# Component: API

## Overview

**Purpose**: HTTP API layer exposing object detection capabilities via FastAPI — handles request/response serialization, async task management, SSE streaming, and authentication token forwarding.

**Pattern**: Controller layer — thin API surface that delegates all business logic to the Inference Pipeline.

**Upstream**: Inference Pipeline (Inference class), Domain (constants_inf for labels).
**Downstream**: None (top-level, client-facing).

## Modules

| Module | Role |
|--------|------|
| `main` | FastAPI app definition, endpoints, DTOs, TokenManager, SSE streaming |

## External API Specification

### GET /health

**Response**: `HealthResponse`
```json
{
  "status": "healthy",
  "aiAvailability": "Enabled",
  "errorMessage": null
}
```
`aiAvailability` values: None, Downloading, Converting, Uploading, Enabled, Warning, Error.

### POST /detect

**Input**: Multipart form — `file` (image bytes), optional `config` (JSON string).
**Response**: `list[DetectionDto]`
```json
[
  {
    "centerX": 0.5,
    "centerY": 0.5,
    "width": 0.1,
    "height": 0.1,
    "classNum": 0,
    "label": "ArmorVehicle",
    "confidence": 0.85
  }
]
```
**Errors**: 400 (empty image / invalid data), 422 (runtime error), 503 (engine unavailable).
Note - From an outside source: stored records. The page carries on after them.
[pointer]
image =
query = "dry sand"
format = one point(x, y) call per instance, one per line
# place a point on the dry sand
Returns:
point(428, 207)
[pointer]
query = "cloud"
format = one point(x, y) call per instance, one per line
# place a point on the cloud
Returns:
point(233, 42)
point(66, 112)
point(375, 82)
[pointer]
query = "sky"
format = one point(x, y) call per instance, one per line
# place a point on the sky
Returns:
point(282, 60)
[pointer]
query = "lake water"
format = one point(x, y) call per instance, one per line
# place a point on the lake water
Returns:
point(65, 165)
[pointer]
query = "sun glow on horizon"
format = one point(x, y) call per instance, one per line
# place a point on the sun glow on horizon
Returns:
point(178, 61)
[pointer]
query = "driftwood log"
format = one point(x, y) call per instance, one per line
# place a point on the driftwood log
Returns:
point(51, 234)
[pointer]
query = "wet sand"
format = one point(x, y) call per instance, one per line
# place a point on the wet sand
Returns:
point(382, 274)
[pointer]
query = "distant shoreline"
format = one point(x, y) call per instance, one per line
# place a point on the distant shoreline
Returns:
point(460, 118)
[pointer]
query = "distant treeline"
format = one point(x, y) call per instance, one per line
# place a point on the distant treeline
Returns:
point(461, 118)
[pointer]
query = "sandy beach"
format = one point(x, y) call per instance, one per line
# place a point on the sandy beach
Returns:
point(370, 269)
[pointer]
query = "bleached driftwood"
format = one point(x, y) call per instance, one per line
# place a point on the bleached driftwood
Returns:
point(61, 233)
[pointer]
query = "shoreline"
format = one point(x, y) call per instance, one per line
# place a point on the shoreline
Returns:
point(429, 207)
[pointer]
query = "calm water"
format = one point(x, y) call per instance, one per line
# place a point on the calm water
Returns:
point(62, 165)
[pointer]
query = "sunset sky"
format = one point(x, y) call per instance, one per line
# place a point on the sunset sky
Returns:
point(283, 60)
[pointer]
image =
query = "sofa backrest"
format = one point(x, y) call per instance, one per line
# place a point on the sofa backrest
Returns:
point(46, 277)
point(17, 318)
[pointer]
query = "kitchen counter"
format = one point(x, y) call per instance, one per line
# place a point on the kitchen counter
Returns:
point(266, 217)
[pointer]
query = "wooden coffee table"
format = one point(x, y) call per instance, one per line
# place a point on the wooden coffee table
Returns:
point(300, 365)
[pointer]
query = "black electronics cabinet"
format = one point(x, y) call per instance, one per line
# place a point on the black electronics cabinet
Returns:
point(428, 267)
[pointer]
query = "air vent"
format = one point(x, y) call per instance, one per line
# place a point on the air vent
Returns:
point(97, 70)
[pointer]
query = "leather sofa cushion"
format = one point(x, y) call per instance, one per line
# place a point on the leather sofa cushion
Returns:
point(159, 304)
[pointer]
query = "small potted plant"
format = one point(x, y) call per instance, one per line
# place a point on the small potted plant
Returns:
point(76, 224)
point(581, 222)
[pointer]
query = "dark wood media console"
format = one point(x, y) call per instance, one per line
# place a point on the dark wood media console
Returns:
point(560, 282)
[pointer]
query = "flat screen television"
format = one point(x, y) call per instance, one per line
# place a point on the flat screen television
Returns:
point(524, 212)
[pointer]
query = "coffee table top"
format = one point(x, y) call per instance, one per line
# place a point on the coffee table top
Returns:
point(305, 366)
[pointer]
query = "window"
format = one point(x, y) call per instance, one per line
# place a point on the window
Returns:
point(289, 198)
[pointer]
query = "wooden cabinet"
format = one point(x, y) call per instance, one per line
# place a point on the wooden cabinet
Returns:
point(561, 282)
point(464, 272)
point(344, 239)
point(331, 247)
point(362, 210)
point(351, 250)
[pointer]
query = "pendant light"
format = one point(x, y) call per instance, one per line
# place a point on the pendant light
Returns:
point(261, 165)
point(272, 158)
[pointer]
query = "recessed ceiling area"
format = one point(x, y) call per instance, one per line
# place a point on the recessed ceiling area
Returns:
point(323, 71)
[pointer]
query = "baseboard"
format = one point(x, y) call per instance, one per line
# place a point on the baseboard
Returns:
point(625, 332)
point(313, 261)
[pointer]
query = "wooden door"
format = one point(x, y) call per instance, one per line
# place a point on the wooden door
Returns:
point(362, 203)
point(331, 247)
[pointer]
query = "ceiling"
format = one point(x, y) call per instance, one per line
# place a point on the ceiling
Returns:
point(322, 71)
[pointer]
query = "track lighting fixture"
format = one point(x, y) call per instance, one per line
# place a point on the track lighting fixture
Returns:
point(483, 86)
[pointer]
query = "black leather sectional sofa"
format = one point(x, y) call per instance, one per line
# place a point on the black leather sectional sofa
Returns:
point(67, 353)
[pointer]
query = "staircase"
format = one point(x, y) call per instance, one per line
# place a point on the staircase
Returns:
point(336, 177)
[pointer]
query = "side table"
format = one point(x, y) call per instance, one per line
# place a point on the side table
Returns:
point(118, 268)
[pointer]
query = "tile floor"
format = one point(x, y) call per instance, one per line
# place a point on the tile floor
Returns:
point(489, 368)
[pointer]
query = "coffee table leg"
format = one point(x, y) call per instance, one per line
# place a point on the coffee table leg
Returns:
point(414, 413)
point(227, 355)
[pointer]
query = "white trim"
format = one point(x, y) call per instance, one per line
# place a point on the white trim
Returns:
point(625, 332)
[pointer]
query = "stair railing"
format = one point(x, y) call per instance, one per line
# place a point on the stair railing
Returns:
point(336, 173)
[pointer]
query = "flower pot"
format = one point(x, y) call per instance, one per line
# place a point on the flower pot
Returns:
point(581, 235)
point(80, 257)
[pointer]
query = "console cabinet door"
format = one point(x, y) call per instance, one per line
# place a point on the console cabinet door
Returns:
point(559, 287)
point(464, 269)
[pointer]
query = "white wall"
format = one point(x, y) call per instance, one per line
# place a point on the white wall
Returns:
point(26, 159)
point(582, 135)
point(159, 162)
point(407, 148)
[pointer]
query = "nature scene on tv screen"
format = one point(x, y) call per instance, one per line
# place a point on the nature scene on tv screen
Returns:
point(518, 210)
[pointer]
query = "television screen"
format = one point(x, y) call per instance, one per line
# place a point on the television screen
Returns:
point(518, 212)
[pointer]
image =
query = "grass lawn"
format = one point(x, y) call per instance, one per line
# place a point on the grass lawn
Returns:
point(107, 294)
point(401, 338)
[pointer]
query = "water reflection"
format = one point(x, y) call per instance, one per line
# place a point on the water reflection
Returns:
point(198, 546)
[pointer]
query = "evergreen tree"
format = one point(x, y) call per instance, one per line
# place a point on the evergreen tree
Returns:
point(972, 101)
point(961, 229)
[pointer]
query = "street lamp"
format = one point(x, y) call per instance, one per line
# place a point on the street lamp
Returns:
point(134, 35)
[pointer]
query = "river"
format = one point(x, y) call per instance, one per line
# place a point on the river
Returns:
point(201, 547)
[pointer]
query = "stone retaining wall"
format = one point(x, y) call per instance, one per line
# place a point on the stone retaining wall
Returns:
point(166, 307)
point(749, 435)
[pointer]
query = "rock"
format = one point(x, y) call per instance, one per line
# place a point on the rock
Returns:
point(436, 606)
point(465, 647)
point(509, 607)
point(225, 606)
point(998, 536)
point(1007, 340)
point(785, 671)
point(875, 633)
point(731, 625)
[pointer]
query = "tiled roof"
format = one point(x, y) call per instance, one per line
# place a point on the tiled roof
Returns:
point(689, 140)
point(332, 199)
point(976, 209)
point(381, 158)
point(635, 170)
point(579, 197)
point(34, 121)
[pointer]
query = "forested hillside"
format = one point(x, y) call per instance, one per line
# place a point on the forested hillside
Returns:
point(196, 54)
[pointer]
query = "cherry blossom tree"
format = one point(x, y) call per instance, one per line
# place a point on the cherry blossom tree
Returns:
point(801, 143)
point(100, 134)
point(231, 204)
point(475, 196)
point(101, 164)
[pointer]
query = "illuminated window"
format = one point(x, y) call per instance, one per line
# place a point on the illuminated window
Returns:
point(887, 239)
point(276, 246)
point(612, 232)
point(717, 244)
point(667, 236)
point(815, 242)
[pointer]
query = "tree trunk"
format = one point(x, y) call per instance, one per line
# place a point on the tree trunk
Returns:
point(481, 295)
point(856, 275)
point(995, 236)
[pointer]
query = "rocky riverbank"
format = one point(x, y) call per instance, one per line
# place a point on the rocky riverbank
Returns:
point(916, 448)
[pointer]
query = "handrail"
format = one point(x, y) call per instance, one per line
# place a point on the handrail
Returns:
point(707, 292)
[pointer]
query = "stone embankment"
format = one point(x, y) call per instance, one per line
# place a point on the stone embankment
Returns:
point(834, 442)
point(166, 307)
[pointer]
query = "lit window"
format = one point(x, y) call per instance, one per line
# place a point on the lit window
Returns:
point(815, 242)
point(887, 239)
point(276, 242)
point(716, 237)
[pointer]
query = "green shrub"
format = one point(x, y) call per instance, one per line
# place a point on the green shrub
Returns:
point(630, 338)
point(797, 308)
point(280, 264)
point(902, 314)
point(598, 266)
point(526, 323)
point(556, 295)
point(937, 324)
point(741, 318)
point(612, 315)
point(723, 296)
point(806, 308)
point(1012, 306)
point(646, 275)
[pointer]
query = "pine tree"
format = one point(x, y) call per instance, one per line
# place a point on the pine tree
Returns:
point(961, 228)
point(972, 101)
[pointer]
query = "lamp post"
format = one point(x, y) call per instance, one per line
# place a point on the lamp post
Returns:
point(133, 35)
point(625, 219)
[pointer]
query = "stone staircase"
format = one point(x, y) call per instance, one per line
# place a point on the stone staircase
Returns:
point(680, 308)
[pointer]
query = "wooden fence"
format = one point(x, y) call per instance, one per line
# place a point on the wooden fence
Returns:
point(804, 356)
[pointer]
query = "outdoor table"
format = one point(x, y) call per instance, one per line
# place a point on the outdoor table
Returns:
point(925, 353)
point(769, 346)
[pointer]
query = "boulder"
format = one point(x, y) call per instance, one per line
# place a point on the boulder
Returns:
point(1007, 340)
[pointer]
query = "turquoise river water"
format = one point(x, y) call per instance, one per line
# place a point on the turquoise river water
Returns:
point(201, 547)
### POST /detect/{media_id}

**Input**: Path param `media_id`, optional JSON body `AIConfigDto`, headers `Authorization: Bearer {token}`, `x-refresh-token: {token}`.
**Response**: `{"status": "started", "mediaId": "..."}` (202-style).
**Errors**: 409 (duplicate detection for same media_id).
**Side effects**: Starts async detection task; results delivered via SSE stream and/or posted to Annotations service.

### GET /detect/stream

**Response**: `text/event-stream` (SSE).
```
data: {"annotations": [...], "mediaId": "...", "mediaStatus": "AIProcessing", "mediaPercent": 50}
```
`mediaStatus` values: AIProcessing, AIProcessed, Error.

## Data Access Patterns

- In-memory state:
  - `_active_detections: dict[str, bool]` — guards against duplicate media processing
  - `_event_queues: list[asyncio.Queue]` — SSE client queues (maxsize=100)
- No database access

## Implementation Details

- `Inference` is lazy-loaded on first use via `get_inference()` global function
- `ThreadPoolExecutor(max_workers=2)` runs inference off the async event loop
- SSE: one `asyncio.Queue` per connected client; events broadcast to all queues; full queues silently drop events
- `TokenManager` decodes JWT exp from base64 payload (no signature verification), auto-refreshes 60s before expiry
- `detection_to_dto` maps Detection fields to DetectionDto, looks up label from `constants_inf.annotations_dict`
- Annotations posted to external service with base64-encoded frame image

## Caveats

- No CORS middleware configured
- No rate limiting
- No request body size limits beyond FastAPI defaults
- `_active_detections` is an in-memory dict — not persistent across restarts, not distributed
- SSE queue overflow silently drops events (QueueFull caught and ignored)
- JWT token handling has no signature verification — relies entirely on the Annotations service for auth
- No graceful shutdown handling for in-progress detections

## Dependency Graph

```mermaid
graph TD
    main --> inference
    main --> constants_inf
    main --> loader_http_client
```

## Logging Strategy

No explicit logging in main.py — errors are caught and returned as HTTP responses. Logging happens in downstream components.